Alastair Borthwick was born in February 1913 at Rutherglen town. His parents relocated to Troon where he was brought up. Alastair Borthwick went to Glasgow at the age of 11 to attend his high school. At the age of 16 years, he left school to work at the Glasgow Evening Times paper; his work was to deliver the paper to the customers. After some time he upgraded to Glasgow Weekly Herald; here he served various roles including compiling crossword, editing films, answering questions from the readers and writing articles about women and children for the paper. During the Weekends Borthwick joined a group of unemployed people for hiking in the Scotland hills. The middle-class people went to relieve stress by exploring the beauty provided by nature. This outdoor mountaineering adventure inspired Alastair Borthwick to write a book “Always a Little Furtherˮ the book was published after T.S Eliot insisted (Amazon).
In 1935, Alastair went to London to join the Daily Mirror, but the contract did not last long and became the leader for a press club at the Empire Exhibition.
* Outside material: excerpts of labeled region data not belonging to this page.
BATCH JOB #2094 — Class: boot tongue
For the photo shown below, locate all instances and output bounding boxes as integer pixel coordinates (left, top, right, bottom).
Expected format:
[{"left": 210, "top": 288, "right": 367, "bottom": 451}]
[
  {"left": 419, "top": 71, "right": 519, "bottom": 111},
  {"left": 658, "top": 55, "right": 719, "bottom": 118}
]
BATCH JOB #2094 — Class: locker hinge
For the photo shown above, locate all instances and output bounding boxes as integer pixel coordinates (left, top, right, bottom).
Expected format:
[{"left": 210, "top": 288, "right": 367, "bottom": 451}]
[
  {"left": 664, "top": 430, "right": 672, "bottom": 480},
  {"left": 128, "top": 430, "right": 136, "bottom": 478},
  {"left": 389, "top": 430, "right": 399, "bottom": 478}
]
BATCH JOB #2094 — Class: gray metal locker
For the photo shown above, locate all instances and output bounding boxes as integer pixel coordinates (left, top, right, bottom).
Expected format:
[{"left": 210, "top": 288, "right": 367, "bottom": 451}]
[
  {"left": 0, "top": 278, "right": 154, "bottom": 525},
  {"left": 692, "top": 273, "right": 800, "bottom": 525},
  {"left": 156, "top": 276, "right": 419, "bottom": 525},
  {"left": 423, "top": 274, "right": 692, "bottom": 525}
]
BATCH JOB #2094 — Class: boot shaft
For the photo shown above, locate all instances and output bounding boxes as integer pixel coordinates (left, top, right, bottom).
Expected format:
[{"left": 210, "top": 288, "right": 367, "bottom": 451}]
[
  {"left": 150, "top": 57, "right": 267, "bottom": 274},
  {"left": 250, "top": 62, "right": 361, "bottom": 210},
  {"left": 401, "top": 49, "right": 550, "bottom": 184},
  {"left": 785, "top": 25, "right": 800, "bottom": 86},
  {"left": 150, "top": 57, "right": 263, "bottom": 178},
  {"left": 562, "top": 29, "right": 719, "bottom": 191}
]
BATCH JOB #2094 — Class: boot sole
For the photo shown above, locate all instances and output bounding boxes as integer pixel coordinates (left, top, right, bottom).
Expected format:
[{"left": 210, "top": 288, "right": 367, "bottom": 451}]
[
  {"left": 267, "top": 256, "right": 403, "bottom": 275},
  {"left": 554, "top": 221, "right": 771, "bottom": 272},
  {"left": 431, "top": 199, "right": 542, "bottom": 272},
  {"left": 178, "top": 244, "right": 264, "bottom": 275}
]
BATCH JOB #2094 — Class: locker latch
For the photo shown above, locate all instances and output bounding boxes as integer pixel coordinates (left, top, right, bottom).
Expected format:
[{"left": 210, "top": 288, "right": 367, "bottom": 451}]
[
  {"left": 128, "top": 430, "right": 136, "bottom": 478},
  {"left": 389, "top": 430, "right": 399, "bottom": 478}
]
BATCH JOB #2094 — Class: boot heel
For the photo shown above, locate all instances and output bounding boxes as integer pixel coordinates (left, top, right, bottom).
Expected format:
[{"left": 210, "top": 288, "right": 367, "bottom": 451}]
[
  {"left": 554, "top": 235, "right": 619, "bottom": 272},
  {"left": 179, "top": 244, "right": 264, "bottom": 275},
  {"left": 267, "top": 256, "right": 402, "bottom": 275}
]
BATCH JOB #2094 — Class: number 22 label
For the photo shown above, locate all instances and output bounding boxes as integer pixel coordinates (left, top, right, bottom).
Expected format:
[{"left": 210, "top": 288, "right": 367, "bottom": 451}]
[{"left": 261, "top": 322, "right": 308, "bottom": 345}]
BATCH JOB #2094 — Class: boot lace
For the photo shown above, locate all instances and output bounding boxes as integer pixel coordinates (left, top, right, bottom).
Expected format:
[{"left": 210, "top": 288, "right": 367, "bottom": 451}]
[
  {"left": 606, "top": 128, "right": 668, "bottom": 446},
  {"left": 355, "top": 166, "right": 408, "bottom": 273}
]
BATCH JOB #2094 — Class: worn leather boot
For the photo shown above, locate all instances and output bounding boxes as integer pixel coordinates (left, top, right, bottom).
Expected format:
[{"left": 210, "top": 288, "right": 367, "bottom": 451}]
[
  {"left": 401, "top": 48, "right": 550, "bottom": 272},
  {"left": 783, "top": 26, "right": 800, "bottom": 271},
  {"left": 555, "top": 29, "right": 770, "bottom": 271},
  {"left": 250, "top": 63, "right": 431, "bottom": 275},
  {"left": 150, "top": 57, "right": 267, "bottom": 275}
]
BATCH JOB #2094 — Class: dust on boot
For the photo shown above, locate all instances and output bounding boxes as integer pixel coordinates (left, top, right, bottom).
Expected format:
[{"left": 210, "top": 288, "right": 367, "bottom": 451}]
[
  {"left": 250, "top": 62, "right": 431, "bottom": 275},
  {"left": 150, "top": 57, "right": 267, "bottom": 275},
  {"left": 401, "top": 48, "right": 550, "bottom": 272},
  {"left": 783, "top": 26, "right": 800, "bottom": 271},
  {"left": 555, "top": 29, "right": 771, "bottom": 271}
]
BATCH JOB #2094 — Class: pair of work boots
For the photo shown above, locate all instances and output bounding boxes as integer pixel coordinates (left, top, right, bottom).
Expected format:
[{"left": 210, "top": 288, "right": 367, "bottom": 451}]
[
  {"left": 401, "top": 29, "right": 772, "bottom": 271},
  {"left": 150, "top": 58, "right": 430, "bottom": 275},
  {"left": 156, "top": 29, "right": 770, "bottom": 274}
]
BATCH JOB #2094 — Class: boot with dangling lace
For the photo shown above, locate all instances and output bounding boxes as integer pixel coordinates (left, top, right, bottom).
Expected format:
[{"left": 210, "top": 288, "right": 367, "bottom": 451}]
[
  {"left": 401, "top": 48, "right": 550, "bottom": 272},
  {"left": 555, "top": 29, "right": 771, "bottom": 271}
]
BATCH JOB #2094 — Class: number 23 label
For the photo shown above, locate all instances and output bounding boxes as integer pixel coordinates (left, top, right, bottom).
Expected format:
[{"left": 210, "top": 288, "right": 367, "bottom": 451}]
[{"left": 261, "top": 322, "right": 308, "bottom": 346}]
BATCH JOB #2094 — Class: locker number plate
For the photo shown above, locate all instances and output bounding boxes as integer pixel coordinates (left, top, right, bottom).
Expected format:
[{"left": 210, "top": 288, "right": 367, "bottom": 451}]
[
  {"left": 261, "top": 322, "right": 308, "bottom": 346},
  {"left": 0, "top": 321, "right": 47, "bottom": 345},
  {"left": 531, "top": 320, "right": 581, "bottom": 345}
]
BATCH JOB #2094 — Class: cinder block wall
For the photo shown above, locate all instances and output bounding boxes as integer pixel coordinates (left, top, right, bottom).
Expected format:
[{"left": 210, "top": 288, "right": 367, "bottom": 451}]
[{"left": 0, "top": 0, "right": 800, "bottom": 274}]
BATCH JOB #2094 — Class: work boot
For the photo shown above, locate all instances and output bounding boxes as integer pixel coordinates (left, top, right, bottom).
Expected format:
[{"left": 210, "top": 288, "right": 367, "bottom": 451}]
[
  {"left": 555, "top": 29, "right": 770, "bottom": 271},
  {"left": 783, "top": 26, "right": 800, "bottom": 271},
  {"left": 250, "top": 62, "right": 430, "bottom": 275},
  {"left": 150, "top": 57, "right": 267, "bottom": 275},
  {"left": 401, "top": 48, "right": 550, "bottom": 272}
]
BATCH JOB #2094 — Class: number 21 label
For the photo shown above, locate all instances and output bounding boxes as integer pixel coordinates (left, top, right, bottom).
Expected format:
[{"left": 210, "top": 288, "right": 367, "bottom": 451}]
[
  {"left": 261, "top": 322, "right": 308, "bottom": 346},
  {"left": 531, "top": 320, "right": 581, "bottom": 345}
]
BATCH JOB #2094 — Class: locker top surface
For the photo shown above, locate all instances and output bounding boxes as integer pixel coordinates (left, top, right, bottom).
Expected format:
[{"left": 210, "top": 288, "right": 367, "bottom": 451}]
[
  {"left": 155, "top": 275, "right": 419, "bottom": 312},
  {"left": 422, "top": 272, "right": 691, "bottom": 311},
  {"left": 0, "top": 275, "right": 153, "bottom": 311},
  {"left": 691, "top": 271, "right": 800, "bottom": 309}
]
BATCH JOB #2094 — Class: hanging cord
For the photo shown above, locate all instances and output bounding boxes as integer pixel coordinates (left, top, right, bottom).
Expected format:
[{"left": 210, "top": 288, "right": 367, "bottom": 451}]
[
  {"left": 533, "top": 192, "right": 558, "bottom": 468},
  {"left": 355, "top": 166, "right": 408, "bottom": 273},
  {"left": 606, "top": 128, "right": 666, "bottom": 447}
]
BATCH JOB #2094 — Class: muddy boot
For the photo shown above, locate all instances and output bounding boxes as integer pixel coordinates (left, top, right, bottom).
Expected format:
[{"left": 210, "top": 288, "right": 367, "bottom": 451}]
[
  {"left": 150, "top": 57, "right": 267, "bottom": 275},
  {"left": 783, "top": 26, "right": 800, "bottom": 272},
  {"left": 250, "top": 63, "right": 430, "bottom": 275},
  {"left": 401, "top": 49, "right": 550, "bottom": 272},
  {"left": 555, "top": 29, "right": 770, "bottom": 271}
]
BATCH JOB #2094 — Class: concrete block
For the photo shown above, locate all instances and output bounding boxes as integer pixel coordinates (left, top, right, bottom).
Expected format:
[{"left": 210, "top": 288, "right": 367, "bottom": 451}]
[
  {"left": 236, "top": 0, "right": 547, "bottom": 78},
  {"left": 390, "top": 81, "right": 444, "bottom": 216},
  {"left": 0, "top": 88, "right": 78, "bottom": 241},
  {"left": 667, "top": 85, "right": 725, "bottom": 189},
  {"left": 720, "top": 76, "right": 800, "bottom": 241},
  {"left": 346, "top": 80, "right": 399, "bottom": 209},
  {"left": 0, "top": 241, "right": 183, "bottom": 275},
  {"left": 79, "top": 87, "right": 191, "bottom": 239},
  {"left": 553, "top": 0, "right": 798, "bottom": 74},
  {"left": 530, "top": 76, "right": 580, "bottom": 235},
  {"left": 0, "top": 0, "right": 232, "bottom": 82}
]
James Fergusson of BBC studios was intrigued by Borthwick’s story he commissioned him for a fifteen -minute talk at the radio show and this marked the beginning of his career at BBC.
Alastair Borthwick joined the Second World War as an ordinary civilian, but by the end of the war, he had been promoted to a Lance level. Colonel John Sym excused Borthwick from writing about the last two years of the War. He wrote “Sans Peurˮ that started as an ordinary book but later it was rewritten adding more humor and vivid description to the book.
After the war Alastair joined his wife Anne at Jura; they lived in a small cottage. This couple gave birth to Patrick while still at Jura. BBC gave Borthwick a contract to explain his war experiences; he won the OBE award for the excellent presentation that coincided with the British Festival. Alastair Borthwick moved his family to Islay in 1952 where they lived for eight years before settling in South Ayrshire. Alastair died on 25th September 2003.